C’est le milan noir au bec d’épervier, et au vol si gracieux quand il tournoie dans le ciel roux de l’embouchure du Rhône avant la tombée du soir.

Mais que les amoureux de la réserve toute proche des Grangettes ne s’inquiètent pas: ce Milvus migrans (56 cm, 650 – 950 g, queue longue échancrée, cris stridulants et plaintifs) ne menace pas la faune sauvage. C’est un charognard plutôt commode. Il a le mérite de nettoyer les sentiers de la roselière de cadavres de batraciens «morts de vieillesse», d’insectes agonisants, de campagnols trop amoureux et suicidaires.

Les goûts culinaires du milan noir ont encore évolué: il se régale désormais de restes de hamburger qu’il trouve à foison aux abords des campings.

L’expo de la semaine

Au Musée historique de Vevey, jusqu’au 9 septembre, le tricentenaire du Messager boiteux – un des inspirateurs de cet éphéméride - est célébré par une série de gravures anciennes, d’aquarelles, d’affiches, de photographies, mais aussi par la présentation de bois d’impression anciens et d’une presse à bras qui a servi à imprimer notre fameux almanach jusqu’en 1855.

Un parcours didactique nous y apprend que le mot almanach est un terme d’origine syriaque signifiant «l’année prochaine». Que la Suisse du XVIIe siècle en raffolait d’un qui paraissait à Liège, sur la Meuse.

Enfin, qu’il y eut des Messagers boiteux antérieurs au nôtre (lancé en 1707 à Vevey par le libraire Isaac Chenebié), et qui étaient alsaciens, ou bâlois – Basler hinkende Bote….

Le poète universel de l’année

Cette année marque le 60e anniversaire de la mort (23 mai 1947 à Pully ) de Charles Ferdinand Ramuz, un écrivain que la France commence à découvrir (grâce à l’édition récente de ses romans en Pléiade) en le dissociant enfin de l’adorable Jean Giono le Provençal, donc de tout régionalisme littéraire.

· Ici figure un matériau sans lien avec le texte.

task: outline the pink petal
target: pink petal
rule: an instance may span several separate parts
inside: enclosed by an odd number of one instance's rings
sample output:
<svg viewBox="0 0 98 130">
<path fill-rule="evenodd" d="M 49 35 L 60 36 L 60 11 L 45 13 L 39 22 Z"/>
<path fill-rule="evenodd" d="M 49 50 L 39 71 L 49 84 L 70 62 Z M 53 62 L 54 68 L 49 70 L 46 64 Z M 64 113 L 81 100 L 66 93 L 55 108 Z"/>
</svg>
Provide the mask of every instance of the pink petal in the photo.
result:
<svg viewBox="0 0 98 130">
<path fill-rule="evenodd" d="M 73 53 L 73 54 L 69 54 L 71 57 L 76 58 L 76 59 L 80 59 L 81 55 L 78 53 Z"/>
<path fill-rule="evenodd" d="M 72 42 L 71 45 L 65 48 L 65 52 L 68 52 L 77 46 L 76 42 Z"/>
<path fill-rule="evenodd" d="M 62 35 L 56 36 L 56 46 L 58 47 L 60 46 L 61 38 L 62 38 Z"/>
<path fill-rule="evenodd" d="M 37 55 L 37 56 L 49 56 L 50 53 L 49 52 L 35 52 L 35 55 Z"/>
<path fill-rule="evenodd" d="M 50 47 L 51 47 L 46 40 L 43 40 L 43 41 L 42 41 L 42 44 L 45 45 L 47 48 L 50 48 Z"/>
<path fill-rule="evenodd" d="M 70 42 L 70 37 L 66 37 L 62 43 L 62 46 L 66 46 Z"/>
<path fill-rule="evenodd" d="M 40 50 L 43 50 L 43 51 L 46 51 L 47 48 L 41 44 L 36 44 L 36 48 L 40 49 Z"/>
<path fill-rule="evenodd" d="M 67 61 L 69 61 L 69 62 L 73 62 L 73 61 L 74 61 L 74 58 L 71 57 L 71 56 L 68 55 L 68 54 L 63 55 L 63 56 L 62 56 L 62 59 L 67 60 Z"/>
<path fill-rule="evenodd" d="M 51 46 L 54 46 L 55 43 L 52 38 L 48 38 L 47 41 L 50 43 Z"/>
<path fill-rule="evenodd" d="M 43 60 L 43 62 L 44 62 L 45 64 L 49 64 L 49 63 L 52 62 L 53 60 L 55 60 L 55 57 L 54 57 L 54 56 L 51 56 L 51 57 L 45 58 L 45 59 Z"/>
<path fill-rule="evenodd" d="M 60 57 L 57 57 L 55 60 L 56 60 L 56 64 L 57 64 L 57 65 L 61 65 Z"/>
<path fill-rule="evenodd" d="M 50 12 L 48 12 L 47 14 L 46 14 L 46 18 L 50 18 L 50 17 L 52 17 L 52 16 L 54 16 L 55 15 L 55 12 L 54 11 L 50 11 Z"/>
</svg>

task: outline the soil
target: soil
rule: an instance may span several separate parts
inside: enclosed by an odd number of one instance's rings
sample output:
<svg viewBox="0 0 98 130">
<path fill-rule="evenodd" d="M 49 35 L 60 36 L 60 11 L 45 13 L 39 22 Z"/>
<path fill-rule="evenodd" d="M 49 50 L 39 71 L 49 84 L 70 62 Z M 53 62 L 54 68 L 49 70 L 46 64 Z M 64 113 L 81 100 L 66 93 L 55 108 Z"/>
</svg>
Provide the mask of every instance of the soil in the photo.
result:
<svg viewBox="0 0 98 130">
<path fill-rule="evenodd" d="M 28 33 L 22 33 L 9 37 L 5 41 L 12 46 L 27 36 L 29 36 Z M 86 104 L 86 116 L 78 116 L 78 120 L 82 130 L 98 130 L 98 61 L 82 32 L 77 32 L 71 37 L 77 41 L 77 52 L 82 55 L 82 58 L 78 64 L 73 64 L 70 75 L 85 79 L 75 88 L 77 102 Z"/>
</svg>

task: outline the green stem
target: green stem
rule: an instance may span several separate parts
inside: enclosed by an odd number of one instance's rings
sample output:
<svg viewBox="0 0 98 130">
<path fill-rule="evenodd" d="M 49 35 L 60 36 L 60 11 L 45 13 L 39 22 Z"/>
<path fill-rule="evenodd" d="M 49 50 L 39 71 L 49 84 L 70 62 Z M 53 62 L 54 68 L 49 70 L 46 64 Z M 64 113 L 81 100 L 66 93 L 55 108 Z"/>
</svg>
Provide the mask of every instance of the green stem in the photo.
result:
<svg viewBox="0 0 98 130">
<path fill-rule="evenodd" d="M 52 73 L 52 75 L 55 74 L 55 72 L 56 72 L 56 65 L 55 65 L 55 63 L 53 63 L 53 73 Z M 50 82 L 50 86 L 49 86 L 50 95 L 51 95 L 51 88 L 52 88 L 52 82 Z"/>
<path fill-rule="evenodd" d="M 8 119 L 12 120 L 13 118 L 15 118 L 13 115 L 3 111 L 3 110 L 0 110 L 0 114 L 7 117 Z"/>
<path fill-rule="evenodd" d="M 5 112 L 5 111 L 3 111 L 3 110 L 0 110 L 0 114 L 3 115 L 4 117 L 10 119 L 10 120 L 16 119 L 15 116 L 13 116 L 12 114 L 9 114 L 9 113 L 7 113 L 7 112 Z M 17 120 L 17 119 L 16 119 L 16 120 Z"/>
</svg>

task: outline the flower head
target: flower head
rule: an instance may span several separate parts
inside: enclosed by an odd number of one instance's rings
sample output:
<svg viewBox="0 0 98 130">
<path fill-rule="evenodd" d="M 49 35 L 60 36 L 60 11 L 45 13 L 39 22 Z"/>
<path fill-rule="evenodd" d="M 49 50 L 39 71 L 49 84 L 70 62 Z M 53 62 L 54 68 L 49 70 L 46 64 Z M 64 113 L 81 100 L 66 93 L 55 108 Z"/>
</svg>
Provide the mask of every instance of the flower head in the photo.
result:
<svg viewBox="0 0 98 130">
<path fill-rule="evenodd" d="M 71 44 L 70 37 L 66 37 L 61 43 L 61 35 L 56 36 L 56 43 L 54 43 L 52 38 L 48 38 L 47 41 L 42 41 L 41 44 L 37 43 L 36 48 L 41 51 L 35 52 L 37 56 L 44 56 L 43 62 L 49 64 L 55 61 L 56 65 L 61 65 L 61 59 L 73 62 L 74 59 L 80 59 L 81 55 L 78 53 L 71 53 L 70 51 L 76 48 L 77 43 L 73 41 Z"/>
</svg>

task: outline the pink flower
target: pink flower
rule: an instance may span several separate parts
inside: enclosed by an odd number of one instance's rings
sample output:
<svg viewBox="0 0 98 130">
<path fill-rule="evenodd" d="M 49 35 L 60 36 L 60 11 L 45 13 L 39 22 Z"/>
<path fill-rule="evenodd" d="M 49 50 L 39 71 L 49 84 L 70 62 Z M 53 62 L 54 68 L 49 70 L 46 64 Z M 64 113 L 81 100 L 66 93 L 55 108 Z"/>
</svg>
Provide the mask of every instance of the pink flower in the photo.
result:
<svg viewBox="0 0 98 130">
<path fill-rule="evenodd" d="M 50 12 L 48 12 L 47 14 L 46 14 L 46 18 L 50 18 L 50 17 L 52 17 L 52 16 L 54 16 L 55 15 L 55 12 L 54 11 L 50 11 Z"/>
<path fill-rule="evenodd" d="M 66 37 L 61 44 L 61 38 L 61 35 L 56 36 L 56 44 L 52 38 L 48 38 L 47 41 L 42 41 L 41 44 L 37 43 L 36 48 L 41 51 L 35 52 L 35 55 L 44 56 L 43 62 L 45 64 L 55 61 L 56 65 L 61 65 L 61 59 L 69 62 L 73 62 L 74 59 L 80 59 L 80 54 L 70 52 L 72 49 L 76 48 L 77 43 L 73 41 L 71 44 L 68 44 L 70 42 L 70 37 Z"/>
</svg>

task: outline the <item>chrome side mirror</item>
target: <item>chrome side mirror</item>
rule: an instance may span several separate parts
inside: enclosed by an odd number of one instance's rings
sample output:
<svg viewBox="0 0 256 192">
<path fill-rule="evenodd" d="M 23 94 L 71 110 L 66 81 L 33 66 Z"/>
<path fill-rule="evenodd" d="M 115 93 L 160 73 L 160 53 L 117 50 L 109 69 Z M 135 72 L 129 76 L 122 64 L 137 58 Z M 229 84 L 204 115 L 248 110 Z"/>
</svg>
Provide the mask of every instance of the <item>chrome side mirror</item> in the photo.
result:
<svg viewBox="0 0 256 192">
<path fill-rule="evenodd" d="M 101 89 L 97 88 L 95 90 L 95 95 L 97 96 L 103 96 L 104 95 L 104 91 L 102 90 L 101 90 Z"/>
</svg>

Même les Vaudois s’en convainquent désormais. Jacques Chessex - que je tiens pour un de ses meilleurs exégètes - les a conviés à lire Aline, Derborence ou Besoin de grandeur à haute voix: à l’évidence aucun paysan de chez nous ne parle comme ça…

 On sait aussi que Louis-Ferdinand Céline Ramuz tenait pour un des plus grands; que Samuel Beckett l’admirait en secret.

 Dans les anciens Thermes d’Evian, reconvertis en Palais Lumière, la Bibliothèque municipale de notre petite-sœur d’outre-Léman porte désormais le nom de Médiathèque Charles Ferdinand Ramuz. Une expo y rassemble des documents rappelant les liens de l’écrivain avec la France et la Savoie.

Passage épistolaire connu du poète, s’exprimant sur ses racines:

Je suis né en 1878, mais ne le dites pas.
Je suis né en Suisse, mais ne le dites pas.
Dites que je suis né dans le Pays-de-Vaud, qui est un vieux pays Savoyard, c'est à dire de langue d'oc, c'est à dire français et des Bords du Rhône, non loin de sa source.
Je suis licencié-ès-lettres classiques, ne le dites pas.
Dites que je me suis appliqué à ne pas être licencié-ès-lettres classiques, ce que je ne suis pas au fond, mais bien un petit-fils de vignerons et de paysans que j'aurais voulu exprimer.
Mais exprimer, c'est agrandir.
Mon vrai besoin, c'est d'agrandir...
Je suis venu à Paris tout jeune; c'est à Paris que je me suis connu et à cause de Paris.
J'ai passé pendant douze ans, chaque année, plusieurs mois au moins à Paris; et les voyages de Paris chez moi et de chez moi à Paris ont été tous mes voyages!
(Outre celui que j'ai fait par religion jusqu'à la mer, ma mer, descendant le Rhône.)»

(Lettre à Henry Poulaille, mai 1924)

 

 

Ma désinvolture de la semaine

Demain lundi 25 juin, votre amphitryon se permet d’aller lui aussi jusqu’à la mer. Il s’offre quelques jours  de vacances en Italie, laissant ce blog en jachère jusqu’au 2  juillet.

Il va sans dire que ses plates-bandes restent à votre disposition, pour votre tchatche et vos gentilles bagarres internautiques.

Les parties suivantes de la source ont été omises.